For Case-By-Case votes, the investment team(s) will provide the chair of the Stewardship Committee the vote decision and documented rationale. The chair of the Stewardship Committee, or its designee, is responsible for vote execution.

 

Case-By-Case vote decisions will be documented and maintained by the chair of the Stewardship Committee, with notification to appropriate compliance officers.
Unified RJIM guidelines as well as any updates to the ISS Benchmark Policy (US) will be reviewed by the Stewardship Committee at least annually. For ERISA accounts, RJIM will monitor ISS’s Benchmark Policy to ensure it is consistent with ERISA, as applicable.
For international holdings, ISS country-specific benchmark guidelines will be used.

 

In certain situations, institutional clients may elect to use specific guidelines, e.g. Taft- Hartley guidelines, to vote their proxies.

 

As a fiduciary under ERISA, RJIM, in working with its affiliated boutique asset management firms, will carry out its duties prudently and solely in the interest of, and for the exclusive purpose of providing benefits to, participants and beneficiaries of ERISA plans.
 
 

o   RJIM, through its affiliated boutique asset management firms, intends to follow a prudent process to evaluate material facts that form the basis for a particular proxy vote and consider any costs involved with the determinate of whether to vote.

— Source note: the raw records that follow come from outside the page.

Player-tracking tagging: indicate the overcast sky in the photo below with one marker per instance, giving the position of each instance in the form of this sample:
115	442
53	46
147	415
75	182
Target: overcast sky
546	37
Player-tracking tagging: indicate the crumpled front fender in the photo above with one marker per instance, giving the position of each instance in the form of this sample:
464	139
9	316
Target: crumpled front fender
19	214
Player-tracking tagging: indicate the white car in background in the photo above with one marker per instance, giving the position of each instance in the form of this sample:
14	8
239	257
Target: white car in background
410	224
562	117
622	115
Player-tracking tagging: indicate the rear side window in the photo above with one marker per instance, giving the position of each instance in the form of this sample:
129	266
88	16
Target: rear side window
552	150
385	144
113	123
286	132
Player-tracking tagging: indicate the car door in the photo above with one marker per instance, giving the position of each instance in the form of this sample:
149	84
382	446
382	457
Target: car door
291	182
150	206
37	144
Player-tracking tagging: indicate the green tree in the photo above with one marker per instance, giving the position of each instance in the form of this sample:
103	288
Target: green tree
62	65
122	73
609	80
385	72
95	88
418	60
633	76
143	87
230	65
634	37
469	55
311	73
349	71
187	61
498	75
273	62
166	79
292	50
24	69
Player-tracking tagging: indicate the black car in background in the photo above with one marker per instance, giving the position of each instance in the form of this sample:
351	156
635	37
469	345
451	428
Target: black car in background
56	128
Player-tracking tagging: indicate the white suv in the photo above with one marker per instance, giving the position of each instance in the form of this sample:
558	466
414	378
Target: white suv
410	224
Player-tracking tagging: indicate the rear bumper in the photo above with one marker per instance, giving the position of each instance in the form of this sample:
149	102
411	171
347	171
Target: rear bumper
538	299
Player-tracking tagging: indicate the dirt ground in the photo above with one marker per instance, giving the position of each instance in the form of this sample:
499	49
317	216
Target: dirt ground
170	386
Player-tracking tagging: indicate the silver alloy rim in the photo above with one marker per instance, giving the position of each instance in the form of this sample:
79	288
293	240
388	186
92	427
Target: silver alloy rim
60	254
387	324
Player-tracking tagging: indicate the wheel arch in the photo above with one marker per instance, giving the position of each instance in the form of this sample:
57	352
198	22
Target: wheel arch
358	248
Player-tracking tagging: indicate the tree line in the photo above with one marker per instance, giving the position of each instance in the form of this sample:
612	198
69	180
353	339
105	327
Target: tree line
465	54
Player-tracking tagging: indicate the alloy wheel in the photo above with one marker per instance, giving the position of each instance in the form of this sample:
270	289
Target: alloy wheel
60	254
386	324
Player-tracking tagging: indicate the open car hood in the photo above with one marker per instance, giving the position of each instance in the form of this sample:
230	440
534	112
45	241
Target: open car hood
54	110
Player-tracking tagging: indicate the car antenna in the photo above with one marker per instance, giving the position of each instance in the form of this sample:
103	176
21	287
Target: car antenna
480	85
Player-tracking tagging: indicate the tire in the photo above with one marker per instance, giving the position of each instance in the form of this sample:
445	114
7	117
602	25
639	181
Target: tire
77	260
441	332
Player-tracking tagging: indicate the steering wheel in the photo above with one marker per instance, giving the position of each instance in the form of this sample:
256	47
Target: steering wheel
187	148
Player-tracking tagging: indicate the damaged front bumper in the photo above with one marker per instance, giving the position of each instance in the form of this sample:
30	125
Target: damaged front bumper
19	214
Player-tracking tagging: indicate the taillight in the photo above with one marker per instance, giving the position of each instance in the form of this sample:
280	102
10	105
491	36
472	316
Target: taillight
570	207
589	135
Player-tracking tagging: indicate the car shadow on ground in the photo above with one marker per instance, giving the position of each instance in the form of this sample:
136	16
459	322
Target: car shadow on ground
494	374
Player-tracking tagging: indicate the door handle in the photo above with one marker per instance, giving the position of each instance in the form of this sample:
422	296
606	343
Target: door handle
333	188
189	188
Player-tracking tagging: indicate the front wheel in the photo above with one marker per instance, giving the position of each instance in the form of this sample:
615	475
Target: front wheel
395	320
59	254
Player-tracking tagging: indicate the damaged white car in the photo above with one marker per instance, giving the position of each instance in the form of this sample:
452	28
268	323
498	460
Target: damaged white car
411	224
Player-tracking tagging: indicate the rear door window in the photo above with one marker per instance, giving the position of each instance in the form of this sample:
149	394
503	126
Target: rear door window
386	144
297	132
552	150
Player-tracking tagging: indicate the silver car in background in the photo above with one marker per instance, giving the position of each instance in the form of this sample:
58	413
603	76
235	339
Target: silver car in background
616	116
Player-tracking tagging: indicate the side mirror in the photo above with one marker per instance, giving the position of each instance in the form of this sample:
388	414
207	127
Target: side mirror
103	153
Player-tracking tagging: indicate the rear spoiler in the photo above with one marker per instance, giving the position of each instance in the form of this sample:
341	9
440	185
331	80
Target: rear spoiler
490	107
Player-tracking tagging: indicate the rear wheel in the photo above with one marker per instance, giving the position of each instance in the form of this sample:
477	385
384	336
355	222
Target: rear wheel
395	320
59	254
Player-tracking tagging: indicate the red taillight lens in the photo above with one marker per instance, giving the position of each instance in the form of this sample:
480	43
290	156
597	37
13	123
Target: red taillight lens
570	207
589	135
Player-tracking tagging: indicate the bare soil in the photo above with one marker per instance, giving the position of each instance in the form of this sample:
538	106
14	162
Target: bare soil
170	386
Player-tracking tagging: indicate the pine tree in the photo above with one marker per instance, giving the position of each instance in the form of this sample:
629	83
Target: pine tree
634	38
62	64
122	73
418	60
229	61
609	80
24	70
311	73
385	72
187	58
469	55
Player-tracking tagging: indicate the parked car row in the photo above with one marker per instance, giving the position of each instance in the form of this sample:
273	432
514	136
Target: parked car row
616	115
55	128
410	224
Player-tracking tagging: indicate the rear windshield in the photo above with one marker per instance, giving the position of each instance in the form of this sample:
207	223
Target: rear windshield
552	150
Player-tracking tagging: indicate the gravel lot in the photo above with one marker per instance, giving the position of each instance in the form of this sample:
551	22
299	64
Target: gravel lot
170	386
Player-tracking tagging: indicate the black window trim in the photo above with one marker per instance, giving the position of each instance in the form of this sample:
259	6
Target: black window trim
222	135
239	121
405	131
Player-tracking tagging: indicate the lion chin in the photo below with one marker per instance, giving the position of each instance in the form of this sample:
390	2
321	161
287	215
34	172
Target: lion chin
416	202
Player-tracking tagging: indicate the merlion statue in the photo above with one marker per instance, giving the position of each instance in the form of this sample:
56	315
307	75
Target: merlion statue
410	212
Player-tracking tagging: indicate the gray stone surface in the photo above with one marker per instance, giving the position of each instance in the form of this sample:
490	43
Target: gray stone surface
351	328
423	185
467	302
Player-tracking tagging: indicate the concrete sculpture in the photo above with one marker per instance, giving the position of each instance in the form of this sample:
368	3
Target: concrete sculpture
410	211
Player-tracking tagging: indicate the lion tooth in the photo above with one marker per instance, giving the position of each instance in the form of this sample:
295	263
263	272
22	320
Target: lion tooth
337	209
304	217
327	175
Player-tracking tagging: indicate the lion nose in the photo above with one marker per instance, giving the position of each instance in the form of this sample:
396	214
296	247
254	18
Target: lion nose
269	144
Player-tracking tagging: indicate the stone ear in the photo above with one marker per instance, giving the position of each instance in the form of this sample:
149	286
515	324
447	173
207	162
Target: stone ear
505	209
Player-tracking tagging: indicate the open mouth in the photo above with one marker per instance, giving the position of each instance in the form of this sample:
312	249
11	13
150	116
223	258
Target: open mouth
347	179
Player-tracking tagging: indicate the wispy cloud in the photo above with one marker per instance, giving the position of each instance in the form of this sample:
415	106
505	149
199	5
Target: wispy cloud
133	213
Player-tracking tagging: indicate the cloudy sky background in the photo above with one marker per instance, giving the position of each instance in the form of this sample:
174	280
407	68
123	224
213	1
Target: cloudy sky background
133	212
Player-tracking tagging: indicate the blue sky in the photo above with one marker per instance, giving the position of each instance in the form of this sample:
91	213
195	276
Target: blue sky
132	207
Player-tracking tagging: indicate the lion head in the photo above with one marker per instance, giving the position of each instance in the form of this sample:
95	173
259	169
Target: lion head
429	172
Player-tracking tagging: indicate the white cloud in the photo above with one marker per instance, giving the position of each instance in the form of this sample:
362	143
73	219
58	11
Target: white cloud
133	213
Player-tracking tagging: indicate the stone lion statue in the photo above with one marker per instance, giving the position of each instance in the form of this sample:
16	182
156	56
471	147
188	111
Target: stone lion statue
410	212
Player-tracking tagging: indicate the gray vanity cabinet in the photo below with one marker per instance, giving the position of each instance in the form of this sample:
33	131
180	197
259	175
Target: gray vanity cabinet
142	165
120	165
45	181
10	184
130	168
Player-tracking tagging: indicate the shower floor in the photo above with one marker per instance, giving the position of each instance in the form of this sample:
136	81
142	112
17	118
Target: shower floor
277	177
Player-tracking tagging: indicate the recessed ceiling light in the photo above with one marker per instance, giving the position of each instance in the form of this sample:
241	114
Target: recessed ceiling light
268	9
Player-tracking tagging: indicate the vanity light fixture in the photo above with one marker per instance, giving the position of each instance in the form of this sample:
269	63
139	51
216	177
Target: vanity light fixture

o   RJIM, through its affiliated boutique asset management firms, can override these Guidelines to either permit or preclude a vote on a matter based on a prudent determination that the matter is not expected to have a material effect on the value of the investment or the investment performance of the ERISA account’s investment portfolio.

o   Neither RJIM, nor its affiliated boutique asset management firms, will subordinate the retirement income or financial interests of ERISA plan participants and beneficiaries to any non-pecuniary objective or promote any unrelated non-pecuniary benefits or goals.

 

ERISA plans which invest into the Carillon Funds will be subject to the CFF board- approved proxy voting guidelines.
 
 

APPENDIX A

Raymond James Investment Management Proxy Voting Guidelines

Effective 3/1/2023

An important aspect of active portfolio management is exercising the right as shareholders to vote proxies in a manner consistent with the best interests and values of our investors. We have adopted a comprehensive set of proxy voting guidelines that promote responsible corporate governance practices and reflect a thoughtful approach to a wide array of environmental, social and governance issues.

Unified Guidelines

The 2023 unified Raymond James Investment Management (“RJIM”) proxy voting guidelines will be based on the 2023 ISS Benchmark Policy (US) and will comport with CFF board-approved proxy voting guidelines. The ISS Benchmark Policy (US) will be customized to include the following:

 

oAll shareholder proposals will be voted Case-By-Case (“REFER”).
oAdvisory Vote on Executive Compensation (“Say on Pay”) will go to Case-By-Case (“REFER”) in the event ISS has an “AGAINST” recommendation.
oRestructuring proposals, including M&A activity, bankruptcy, etc. will be voted Case-By-Case (“REFER”).
oSpecial Meetings will be voted Case-By-Case (“REFER”).
oVote(s) for director(s) will go to Case-By-Case (“REFER”) in the event ISS recommends WITHHOLD votes.
For international holdings, ISS country-specific benchmark guidelines will be used.
In certain situations, institutional clients may elect to use specific guidelines, e.g. Taft- Hartley guidelines.

Shareholder Resolutions

Because of the potential depth and breadth of environmental, social and governance issues, such shareholder resolutions will be evaluated on a case-by-case basis as noted

above. However, in keeping with our investment principles and voting in the best interest of our clients, we will generally support shareholder resolutions that are likely to enhance or protect shareholder value and also seek to improve transparency, support diversity, protect the environment, uphold human rights, and promote responsible business practices.